Faculty in the Spotlight with Marcel de Lijster

Faculty in the Spotlight with Marcel de Lijster Professor De Lijster has lived in the Netherlands all of his life. He earned his bachelor’s degree from a college in the Hague before he began studying at Webster Leiden. He completed a master’s in Business Administration with an emphasis on Management in 2003.

“I spent a lot of time in this very classroom,” Professor De Lijster said during a recent interview on campus. “So I know student life here quite well, I can tell you.”

 

Along with continuing his career in the financial sector, he began working at the university as a professor in 2004. In 2015, Professor De Lijster switched gears and became a Talent Manager and Trainer for DIOR Academy where he coaches young professionals on their personal and career development.

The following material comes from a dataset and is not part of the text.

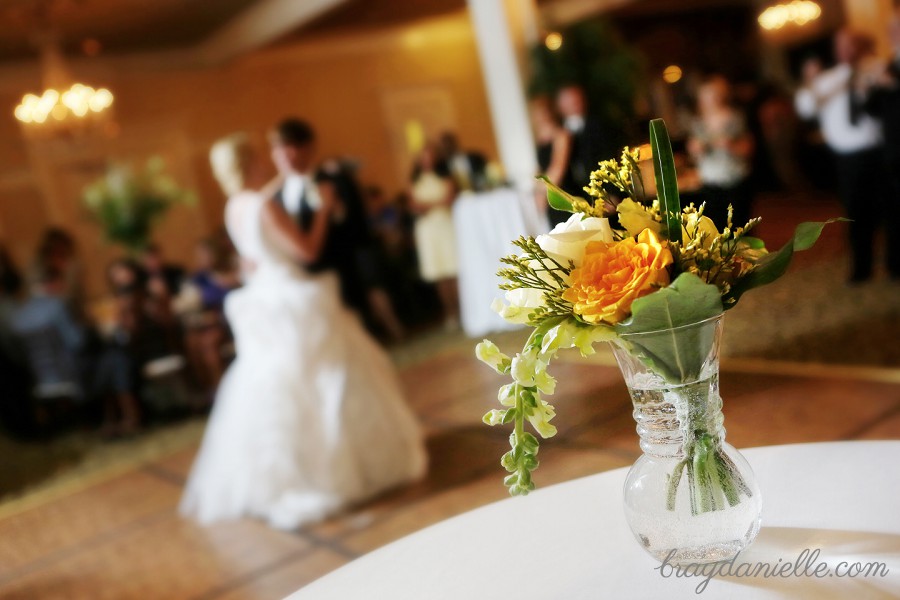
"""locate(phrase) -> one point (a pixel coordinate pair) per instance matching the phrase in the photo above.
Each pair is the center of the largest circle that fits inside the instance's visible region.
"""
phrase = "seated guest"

At Webster Leiden, he currently teaches courses in the departments of Behavioral Sciences and Business Management.

 

“I started by teaching a class called Organizational Behavior,” he said. “The one I teach most often now is Management Theory and Practice. For that class, just last week, I had the students work on a project where they had to run a large restaurant for one night. They had to think about logistics like how to organize their employees and handle reservations for sixty tables.”

 

In many of Professor De Lijster’s classes, students learn valuable management skills that they can use while they pursue careers in a wide variety of fields. He addresses issues that include team development and tips on how to keep workers motivated and productive. His additional classes also cover a larger range of topics.

 

“During the summer months, I teach a class called The Psychology of Judgement and Decision Making,” he said. “It covers our thinking on decision making and judgement. How we make decisions and how our biases influence them. The great part of that course is when students start to realize that, while they might think they’re making rational decisions in every corner of their lives, that it’s actually quite difficult. We’re influenced by things like subjectivity and what’s called ‘bounded rationality.’”

 

While teaching classes and working at DIOR Academy, Professor De Lijster educates students and professionals that are taking their first steps into the working world. When asked what advice he would give to a person embarking on a new career, it was this:

 

“Stay open minded,” he said. “There’s a sentence by Stephen Covey, the author of The 7 Habits of Highly Effective People, that comes to mind. ‘Seek first to understand and then to be understood.’ There’s many things going on in the world and we often don’t understand it all. So we should stay curious while we make choices.”